PyPI Emails Not Sending
Incident Report for Python Infrastructure
Postmortem

Summary

At 20:36 UTC on 2023-03-17, PyPI’s email provider enforced a suspension against our account. After our remediation efforts and response, our account was restored at 00:36 UTC 2023-03-18.

In response, the PyPI Administrators did the following:

  • Audited our email logs, including delivery and complaint status to determine the underlying factor that had led to our suspension.
  • Rolled out updates to our signup form to mitigate the behavior that was leading to complaint emails.
  • Notified our provider of our remediation efforts
  • Rolled out updates to our retry logic to report exceptions in tasks that were being swallowed by retry logic.

The following was determined in the course of our response:

  • Our monitoring was blind to email failures due to retry logic swallowing the apparently transient errors, so response was delayed by nearly 15 minutes.
  • An account review was initiated 2021-09-04 by our provider due to a marginal complaint rate. This had been considered at the time and PyPI Administrators somewhat ironically began sending more valid notification emails whenever reasonable to bump our reputation. PyPI’s email sending pattern is consistently low volume aside from routine account signup and password resets. After rolling these changes out, it wasn’t clear if “enough” had been done and it eventually fell out of the collective mind of the PyPI administrators.
  • Our China accessible (not reCaptcha as it is blocked there) bot detection honeypot had been letting just enough bad signups through to maintain a 0.6% complaint rate from victims of whatever malfeasance the bots were enabling.

Impact

Actions that triggered emails during the outage window from 2023-03-17T20:36Z - 2023-03-18T00:36Z were delayed in sending . All emails enqueued during that time were delivered by retry before 2023-03-18T01:00Z (up to 4.5 hours delayed).

Timeline

  • 2018-03-08: Issue filed regarding inability to signup for PyPI from China due to reCaptcha being blocked.
  • 2018-03-21: Implementation of a relaxed bot detection in place of reCaptcha merged and deployed.
  • 2021-09-04: Report of account review received from our email provider.
  • 2023-03-17: Account suspension enforced by our email provider.
  • 2023-03-17: reCaptcha re-enabled for our signup form.
  • 2023-03-17: Error reporting for exceptions in failed tasks merged and deployed.

Future Work

  • Investigate bot detection mechanisms that are robust and available to users in China.
  • Research backup mail providers for failover.
  • Send more email to retain reputation.
Posted Mar 18, 2023 - 11:59 UTC

Resolved
Our vendor has reinstated our sending ability after reviewing our remediation. Emails that were enqueued during the outage will send over the next 1-2 hours.
Posted Mar 18, 2023 - 01:00 UTC
Update
We have validated that failed email sends are queuing for delivery when our account suspension is lifted. For the moment we are holding off on mitigating by failing over to another provider. If we do not see resolution in 12 hours we will begin work to add another provider as a failover. Regardless we plan to reassess our resilience against email provider outages in the next work week.
Posted Mar 17, 2023 - 23:12 UTC
Monitoring
We have submitted our response with remediation efforts to the provider and are awaiting their response/resolution.
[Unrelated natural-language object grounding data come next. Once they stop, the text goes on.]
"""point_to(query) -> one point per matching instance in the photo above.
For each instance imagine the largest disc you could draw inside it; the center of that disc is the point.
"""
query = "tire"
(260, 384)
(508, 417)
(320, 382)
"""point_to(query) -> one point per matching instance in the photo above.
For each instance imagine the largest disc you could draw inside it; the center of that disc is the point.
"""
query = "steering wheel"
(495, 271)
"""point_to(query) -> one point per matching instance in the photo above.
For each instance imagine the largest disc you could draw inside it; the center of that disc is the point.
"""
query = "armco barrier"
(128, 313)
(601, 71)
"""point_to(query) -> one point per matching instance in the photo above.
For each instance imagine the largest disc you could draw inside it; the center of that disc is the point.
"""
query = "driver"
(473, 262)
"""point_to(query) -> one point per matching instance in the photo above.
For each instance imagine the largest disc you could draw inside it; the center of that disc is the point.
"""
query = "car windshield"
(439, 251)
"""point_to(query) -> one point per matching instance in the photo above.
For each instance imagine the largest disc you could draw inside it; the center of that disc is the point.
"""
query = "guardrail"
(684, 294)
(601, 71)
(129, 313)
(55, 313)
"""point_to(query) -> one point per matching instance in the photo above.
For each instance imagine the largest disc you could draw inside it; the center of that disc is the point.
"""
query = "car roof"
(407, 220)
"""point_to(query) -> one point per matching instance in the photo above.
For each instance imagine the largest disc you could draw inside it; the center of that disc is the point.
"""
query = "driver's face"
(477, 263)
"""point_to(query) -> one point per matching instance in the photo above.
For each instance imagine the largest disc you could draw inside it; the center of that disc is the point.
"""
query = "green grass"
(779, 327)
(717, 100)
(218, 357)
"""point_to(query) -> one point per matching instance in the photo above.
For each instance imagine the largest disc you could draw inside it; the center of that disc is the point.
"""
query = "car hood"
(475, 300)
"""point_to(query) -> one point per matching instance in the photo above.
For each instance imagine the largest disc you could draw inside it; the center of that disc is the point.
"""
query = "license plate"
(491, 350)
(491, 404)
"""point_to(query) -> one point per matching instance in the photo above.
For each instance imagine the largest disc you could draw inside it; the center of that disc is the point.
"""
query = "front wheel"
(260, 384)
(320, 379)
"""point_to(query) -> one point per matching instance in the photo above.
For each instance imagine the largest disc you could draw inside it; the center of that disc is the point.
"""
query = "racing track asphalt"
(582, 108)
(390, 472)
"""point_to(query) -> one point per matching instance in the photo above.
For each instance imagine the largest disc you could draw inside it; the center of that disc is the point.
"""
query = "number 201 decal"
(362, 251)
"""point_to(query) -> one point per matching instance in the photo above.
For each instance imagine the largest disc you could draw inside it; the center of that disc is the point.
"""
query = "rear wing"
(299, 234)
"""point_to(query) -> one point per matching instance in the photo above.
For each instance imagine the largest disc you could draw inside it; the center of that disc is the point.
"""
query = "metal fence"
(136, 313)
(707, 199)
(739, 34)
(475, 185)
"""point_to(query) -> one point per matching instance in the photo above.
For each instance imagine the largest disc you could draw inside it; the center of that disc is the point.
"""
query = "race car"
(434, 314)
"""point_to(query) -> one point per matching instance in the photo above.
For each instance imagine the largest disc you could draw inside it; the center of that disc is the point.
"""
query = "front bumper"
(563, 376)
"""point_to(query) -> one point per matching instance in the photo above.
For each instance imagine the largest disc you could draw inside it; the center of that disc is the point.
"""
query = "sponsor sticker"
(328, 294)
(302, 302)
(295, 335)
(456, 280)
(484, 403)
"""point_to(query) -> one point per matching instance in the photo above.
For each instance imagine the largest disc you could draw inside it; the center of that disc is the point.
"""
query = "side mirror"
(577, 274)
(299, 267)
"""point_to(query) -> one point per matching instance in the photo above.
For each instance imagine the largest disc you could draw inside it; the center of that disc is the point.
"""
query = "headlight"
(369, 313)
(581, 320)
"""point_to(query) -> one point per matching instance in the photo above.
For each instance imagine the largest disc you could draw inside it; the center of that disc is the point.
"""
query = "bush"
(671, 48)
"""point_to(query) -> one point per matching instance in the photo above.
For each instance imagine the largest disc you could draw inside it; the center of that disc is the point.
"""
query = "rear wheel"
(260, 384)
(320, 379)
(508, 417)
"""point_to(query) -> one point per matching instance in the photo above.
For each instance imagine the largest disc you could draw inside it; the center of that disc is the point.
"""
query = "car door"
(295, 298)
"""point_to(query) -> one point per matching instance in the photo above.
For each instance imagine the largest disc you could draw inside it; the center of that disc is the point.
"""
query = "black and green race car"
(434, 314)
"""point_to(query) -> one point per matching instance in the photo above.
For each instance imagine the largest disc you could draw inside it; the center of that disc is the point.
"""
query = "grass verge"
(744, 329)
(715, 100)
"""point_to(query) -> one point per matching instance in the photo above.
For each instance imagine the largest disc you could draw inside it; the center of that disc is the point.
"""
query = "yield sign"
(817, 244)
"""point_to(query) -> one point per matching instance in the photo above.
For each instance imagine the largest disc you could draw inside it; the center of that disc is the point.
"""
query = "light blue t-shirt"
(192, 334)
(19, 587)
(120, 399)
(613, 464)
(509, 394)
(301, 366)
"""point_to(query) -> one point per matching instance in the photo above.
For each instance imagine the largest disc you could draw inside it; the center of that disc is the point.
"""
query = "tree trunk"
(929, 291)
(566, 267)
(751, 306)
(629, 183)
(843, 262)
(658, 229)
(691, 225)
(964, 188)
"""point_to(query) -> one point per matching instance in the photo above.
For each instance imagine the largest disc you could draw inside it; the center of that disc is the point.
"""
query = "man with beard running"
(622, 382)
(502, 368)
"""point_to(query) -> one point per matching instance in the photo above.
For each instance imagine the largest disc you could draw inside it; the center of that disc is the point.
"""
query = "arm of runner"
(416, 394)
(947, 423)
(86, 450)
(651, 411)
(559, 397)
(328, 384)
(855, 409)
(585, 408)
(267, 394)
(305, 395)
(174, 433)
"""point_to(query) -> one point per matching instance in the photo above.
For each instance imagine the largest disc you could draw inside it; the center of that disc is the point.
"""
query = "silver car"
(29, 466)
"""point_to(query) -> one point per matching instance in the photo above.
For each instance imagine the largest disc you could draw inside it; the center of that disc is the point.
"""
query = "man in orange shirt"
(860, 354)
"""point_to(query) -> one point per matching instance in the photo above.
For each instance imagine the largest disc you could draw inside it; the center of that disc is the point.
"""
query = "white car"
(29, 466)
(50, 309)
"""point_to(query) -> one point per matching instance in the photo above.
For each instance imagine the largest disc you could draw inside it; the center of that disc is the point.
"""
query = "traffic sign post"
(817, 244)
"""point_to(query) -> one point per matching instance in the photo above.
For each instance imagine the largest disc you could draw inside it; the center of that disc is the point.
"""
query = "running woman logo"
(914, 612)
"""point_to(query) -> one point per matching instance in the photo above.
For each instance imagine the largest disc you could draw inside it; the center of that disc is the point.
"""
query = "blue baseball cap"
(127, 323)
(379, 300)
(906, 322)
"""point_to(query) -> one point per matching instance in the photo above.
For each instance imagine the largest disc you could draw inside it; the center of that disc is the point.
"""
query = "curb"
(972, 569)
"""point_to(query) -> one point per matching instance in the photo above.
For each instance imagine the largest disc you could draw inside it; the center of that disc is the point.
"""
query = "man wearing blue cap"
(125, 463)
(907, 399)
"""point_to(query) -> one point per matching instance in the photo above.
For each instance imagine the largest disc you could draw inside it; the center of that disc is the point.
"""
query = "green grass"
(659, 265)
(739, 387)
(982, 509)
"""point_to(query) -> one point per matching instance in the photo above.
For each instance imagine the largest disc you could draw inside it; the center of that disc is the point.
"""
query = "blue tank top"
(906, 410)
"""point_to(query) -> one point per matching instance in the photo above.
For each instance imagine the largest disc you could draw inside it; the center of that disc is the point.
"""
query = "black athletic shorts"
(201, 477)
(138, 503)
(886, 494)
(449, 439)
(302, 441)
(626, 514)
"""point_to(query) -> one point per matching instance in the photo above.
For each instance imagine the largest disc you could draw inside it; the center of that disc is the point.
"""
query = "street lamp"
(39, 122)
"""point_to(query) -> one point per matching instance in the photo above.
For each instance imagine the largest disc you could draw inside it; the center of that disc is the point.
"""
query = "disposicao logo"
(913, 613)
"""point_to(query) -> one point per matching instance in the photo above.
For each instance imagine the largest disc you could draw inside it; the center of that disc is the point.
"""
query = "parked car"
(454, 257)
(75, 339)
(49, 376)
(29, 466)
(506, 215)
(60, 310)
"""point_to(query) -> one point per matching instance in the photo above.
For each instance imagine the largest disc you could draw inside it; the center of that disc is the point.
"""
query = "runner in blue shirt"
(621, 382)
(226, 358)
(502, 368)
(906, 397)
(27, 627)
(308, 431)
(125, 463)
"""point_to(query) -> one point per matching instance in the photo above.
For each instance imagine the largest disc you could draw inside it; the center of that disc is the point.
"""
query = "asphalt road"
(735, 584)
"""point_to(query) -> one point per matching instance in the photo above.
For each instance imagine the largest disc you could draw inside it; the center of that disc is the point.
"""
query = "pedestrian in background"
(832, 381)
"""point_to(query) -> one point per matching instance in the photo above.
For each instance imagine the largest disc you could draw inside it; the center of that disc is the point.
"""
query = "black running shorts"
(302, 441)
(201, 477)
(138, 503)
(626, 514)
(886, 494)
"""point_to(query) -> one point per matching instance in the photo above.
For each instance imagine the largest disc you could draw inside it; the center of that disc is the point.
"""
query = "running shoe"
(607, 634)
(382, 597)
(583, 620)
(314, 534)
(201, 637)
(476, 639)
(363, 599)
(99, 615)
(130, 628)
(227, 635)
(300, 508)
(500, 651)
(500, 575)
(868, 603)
Detail: PyPI replaced reCaptcha on our signup form with a less robust form of automation defense in 2018 due to reports from users in China not being able to sign up. We have temporarily re-enabled reCaptcha in order to reduce inbox-bombing signups against PyPI. We will readdress ways to improve our defenses in the future, without needlessly denying access to users in China to PyPI.
Posted Mar 17, 2023 - 22:28 UTC
Update
We have identified the contributing factor that led to our complaint rate going above the acceptable threshold of our provider and are working to implement a fix that will satisfy their requirements.
Posted Mar 17, 2023 - 21:47 UTC
Update
We are working through the remediation process requested by our provider.
Posted Mar 17, 2023 - 21:34 UTC
Identified
All emails sent by PyPI are currently not being sent. Our email provider has suspended our account. We are currently determining how to proceed.
Posted Mar 17, 2023 - 21:04 UTC
This incident affected: PyPI (pypi.org - Email).